Accent with edge ngram token filter

Hi,

I have a custom analyzer which uses the edge_ngram token filer. Below is the setup:

"analysis": {
        "filter": {
          "my_filter": {
            "type": "edge_ngram",
            "min_gram": "1",
            "max_gram": "10"
          }
        },
        "analyzer": {
          "my_analyzer": {
            "filter": [ "lowercase", "my_filter" ],
            "type": "custom",
            "tokenizer": "standard"
          }
        }
      }

When I use the above analyzer to index some Thai contents, it seems that the edge_ngram filter also takes accent into account when it produces the tokens. For example:

โจ้ นากา would give , โจ, โจ้, , นา, นาก, นากา. So when someone searches either โจ้ (with diacritic) or โจ (without diacritic), that document will be returned, which is ok.

The problem is that when the user searches the term โจ (without diacritic), some documents that contain โจ้ (with diacritic) have a higher rank than those that contain the exact term โจ. I understand why this is happening but not sure how I can solve it. So in this case, I want to give extra scores to those that contain the exact term. Is this possible?

Also, is it possible to disable the accent folding on the edge_ngram filter so that it wouldn't produce the token โจ (without diacritic) in this case?
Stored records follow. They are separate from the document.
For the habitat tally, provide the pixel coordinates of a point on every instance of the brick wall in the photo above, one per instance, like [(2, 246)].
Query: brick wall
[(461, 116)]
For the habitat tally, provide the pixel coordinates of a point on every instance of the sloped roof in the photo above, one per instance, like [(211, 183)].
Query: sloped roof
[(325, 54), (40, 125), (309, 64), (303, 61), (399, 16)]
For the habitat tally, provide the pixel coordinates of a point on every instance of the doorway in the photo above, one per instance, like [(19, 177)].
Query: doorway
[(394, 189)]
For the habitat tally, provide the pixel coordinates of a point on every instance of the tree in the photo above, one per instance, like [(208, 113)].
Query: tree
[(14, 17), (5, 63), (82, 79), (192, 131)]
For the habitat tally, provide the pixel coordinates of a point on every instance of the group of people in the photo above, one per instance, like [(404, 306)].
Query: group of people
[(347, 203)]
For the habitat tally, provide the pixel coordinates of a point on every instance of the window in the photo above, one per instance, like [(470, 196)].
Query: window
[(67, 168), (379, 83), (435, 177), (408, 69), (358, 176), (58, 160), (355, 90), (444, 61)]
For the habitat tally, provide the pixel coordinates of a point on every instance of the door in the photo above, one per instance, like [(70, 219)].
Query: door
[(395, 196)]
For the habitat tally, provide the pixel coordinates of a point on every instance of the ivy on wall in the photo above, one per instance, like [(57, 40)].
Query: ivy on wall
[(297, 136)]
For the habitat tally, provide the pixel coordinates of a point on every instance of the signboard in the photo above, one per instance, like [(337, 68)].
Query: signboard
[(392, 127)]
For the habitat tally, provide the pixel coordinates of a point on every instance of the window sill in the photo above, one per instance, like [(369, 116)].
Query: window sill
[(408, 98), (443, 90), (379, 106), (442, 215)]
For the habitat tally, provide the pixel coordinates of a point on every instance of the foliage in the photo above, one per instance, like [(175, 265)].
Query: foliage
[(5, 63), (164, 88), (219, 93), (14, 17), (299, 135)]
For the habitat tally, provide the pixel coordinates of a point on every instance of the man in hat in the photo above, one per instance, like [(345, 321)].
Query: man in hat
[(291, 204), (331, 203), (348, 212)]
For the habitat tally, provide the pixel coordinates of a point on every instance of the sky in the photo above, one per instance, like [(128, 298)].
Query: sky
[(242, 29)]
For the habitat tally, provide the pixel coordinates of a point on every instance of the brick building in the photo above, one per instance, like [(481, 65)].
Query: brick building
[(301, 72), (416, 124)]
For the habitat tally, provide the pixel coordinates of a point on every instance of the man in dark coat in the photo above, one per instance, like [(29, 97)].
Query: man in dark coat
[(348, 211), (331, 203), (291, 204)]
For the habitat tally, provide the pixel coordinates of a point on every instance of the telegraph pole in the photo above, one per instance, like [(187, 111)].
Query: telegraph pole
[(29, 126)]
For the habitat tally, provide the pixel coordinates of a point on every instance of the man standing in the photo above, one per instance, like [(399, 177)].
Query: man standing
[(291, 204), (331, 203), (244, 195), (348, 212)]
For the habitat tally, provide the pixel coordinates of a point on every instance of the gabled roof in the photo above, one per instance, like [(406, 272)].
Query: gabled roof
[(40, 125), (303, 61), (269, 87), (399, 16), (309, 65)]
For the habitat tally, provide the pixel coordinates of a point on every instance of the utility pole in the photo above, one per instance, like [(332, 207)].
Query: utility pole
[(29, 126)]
Any help would be appreciated.

Hi @Bob_Guo

I think you are working with the Thai tokenizer.
In that case I would try to use the Thai tokenizer to preserve accents and better punctuate the documents.

Hi @RabBit_BR ,

Thanks for your reply.

I'm actually using the Thai analyzer on a different field. But the Thai analyzer itself isn't good enough especially when the user only searches for a partial keyword, for example, the Thai analyzer would produce the following tokens: โจโฟน, หมด, สดชื่น for the text โจโฟน ได้หมดถ้าสดชื่น. When the user searches for โจ, no results will be returned. So I created this custom analyzer with edge_ngram filter to improve the search results. Below is the mappings:

{
  "properties": {
    "name": {
      "type": "text",
      "analyzer": "thai",
      "fields": {
        "auto": {
          "type": "text",
          "analyzer": "my_analyzer"
        }
      }
    }
  }
}

I've been trying to find a way to make the edge_ngram filter accent sensitive but no luck. Not sure if this is achievable. I thought this would be a common problem for languages with diacritics but couldn't find anything helpful on the internet.

This topic was automatically closed 28 days after the last reply. New replies are no longer allowed.